Message ID | 20240305141214.707046-1-nrb@linux.ibm.com (mailing list archive) |
---|---|
State | New, archived |
Headers | show |
Series | [kvm-unit-tests,v1] arch-run: Wait for incoming socket being removed | expand |
On Tue, Mar 05, 2024 at 03:11 PM +0100, Nico Boehr <nrb@linux.ibm.com> wrote: > Sometimes, QEMU needs a bit longer to remove the incoming migration > socket. This happens in some environments on s390x for the > migration-skey-sequential test. > > Instead of directly erroring out, wait for the removal of the socket. > > Signed-off-by: Nico Boehr <nrb@linux.ibm.com> > --- > scripts/arch-run.bash | 8 ++------ > 1 file changed, 2 insertions(+), 6 deletions(-) > > diff --git a/scripts/arch-run.bash b/scripts/arch-run.bash > index 2214d940cf7d..413f3eda8cb8 100644 > --- a/scripts/arch-run.bash > +++ b/scripts/arch-run.bash > @@ -237,12 +237,8 @@ do_migration () > echo > ${dst_infifo} > rm ${dst_infifo} > > - # Ensure the incoming socket is removed, ready for next destination > - if [ -S ${dst_incoming} ] ; then > - echo "ERROR: Incoming migration socket not removed after migration." >& 2 > - qmp ${dst_qmp} '"quit"'> ${dst_qmpout} 2>/dev/null > - return 2 > - fi > + # Wait for the incoming socket being removed, ready for next destination > + while [ -S ${dst_incoming} ] ; do sleep 0.1 ; done But now, you have removed the erroring out path completely. Maybe wait max. 3s and then bail out? […snip]

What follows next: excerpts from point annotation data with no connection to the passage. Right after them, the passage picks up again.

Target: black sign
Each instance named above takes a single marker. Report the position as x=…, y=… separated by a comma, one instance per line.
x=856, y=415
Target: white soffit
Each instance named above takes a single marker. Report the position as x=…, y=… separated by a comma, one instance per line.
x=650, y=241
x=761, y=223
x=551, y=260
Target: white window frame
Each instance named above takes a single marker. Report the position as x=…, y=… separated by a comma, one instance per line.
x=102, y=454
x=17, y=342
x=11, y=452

Quoting Marc Hartmayer (2024-03-05 19:12:16) [...] > > diff --git a/scripts/arch-run.bash b/scripts/arch-run.bash > > index 2214d940cf7d..413f3eda8cb8 100644 > > --- a/scripts/arch-run.bash > > +++ b/scripts/arch-run.bash > > @@ -237,12 +237,8 @@ do_migration () > > echo > ${dst_infifo} > > rm ${dst_infifo} > > > > - # Ensure the incoming socket is removed, ready for next destination > > - if [ -S ${dst_incoming} ] ; then > > - echo "ERROR: Incoming migration socket not removed after migration." >& 2 > > - qmp ${dst_qmp} '"quit"'> ${dst_qmpout} 2>/dev/null > > - return 2 > > - fi > > + # Wait for the incoming socket being removed, ready for next destination > > + while [ -S ${dst_incoming} ] ; do sleep 0.1 ; done > > But now, you have removed the erroring out path completely. Maybe wait > max. 3s and then bail out? Well, I was considering that, but: - I'm not a huge fan of fine-grained timeouts. Fine-tuning a gazillion timeouts is not a fun task, I think you know what I'm talking about :) - a number of other places that can potentially get stuck also don't have proper timeouts (like waiting for the QMP socket or the migration socket), so for a proper solution we'd need to touch a lot of other places... What I think we really want is a migration timeout. That isn't quite simple since we can't easily pull $(timeout_cmd) before $(panic_cmd) and $(migration_cmd) in run-scripts... My suggestion: let's fix this issue and work on the timeout as a seperate fix.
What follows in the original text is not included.